It has been about seven years since I lost my leg in Afghanistan. And that transitional time, even seven years sounds like an ample amount of time, but seven years to me has been a series of moments in my transition. So, maintaining my marriage is definitely moments in my transition.
Being Native American, there’s sort of this taboo mindset that Native Americans couldn’t handle alcohol. There was a lot of people who would joke with me about it. Like, oh, he’s Native American. He can’t handle drinking. But I think there were a lot of things that I wasn’t being taught how to deal with internally about my experiences in the Marine Corps and a lot of the deployments that I had done. Drinking sort of was just like an outlet for me that became too much of an outlet.
I met my wife in the first year as a Marine. When it came to drinking, you know she was like, “Hey, if we live together, if we start a family, there’s a side of this that needs to stop or slow down a bit so you can pay attention to you know fulfilling the needs of being a dad, the needs of being a husband.”
So, there was a little bit of struggle there. But I went to the resources that were there and available and said that I had an issue. Those programs were put in place to try to catch people before they got to the point where they can’t take back some of the mistakes that they would make.
As my lifestyle changed and I became more involved in my marriage, as I became more involved at being a dad, she wanted me to understand how to improve that as well. Marriage counseling was definitely a good thing. I don’t push that on people like it’s something they need to do, but it’s a good resource. It’s a good outlet.

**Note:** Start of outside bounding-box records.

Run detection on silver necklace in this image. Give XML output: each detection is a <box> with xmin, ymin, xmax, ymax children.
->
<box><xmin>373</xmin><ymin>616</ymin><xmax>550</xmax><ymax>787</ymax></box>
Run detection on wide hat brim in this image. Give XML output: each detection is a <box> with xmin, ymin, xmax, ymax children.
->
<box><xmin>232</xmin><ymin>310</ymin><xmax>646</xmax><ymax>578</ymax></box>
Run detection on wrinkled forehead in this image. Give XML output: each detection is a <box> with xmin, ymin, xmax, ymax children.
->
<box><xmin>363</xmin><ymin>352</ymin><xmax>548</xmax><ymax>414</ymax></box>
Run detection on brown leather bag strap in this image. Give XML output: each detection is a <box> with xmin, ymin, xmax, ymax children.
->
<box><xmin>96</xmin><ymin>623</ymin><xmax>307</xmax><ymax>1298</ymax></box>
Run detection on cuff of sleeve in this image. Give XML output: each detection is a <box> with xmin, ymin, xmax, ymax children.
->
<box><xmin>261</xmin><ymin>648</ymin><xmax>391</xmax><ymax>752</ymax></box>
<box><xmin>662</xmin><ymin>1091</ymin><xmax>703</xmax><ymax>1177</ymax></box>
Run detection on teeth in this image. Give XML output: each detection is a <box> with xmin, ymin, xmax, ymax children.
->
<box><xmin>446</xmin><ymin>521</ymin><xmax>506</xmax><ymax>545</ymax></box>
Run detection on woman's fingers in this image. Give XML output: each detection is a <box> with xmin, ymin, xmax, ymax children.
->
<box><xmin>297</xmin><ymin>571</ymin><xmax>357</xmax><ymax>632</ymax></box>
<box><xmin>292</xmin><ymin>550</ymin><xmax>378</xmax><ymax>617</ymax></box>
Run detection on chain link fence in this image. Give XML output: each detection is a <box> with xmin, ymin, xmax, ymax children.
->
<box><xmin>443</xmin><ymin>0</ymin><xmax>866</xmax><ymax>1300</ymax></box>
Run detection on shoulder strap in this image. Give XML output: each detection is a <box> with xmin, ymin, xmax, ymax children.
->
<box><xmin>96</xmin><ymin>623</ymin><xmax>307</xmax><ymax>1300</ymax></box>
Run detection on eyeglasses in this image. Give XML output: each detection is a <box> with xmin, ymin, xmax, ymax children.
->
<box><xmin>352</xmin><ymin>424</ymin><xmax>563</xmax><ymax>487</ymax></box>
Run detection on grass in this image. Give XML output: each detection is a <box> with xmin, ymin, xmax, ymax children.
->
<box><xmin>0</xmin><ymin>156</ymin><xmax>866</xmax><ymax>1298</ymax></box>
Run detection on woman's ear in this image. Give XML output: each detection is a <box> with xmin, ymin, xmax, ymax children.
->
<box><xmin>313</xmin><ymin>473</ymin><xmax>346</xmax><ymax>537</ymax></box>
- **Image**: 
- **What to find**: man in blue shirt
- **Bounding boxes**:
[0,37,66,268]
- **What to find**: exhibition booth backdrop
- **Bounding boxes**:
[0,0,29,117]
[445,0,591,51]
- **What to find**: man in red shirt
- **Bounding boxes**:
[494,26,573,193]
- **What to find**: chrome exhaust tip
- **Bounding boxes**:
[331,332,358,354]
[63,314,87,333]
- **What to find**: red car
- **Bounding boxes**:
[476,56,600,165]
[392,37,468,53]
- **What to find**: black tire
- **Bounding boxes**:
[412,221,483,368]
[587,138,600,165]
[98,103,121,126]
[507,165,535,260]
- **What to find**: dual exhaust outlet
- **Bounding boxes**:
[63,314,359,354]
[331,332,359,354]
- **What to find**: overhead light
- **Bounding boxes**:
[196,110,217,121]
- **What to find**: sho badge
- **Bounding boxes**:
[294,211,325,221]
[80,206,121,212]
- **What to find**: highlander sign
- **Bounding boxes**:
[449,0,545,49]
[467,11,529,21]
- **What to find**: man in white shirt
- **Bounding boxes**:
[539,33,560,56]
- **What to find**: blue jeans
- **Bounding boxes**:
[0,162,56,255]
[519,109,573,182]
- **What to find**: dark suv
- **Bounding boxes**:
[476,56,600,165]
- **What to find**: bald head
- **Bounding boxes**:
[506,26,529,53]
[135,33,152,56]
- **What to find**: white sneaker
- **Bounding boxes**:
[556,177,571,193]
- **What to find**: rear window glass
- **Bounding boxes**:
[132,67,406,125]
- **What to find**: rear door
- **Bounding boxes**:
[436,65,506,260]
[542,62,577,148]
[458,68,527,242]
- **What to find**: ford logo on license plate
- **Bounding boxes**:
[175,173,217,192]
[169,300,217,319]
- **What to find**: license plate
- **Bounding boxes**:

The change I think is a steady progress for myself. I’ve gone back a number of times to just try to you know get tune ups or get some realignments. All the stuff that I was given before through mental health, through substance abuse programs, through marital counseling, it had meaning. It had purpose in my life. You actually go through you know some type of reconstruction that help you take your experiences, your workplace, your marriage, your relationship with your kids and the rest of your family and your friends, all of those experiences help you just become better at those things.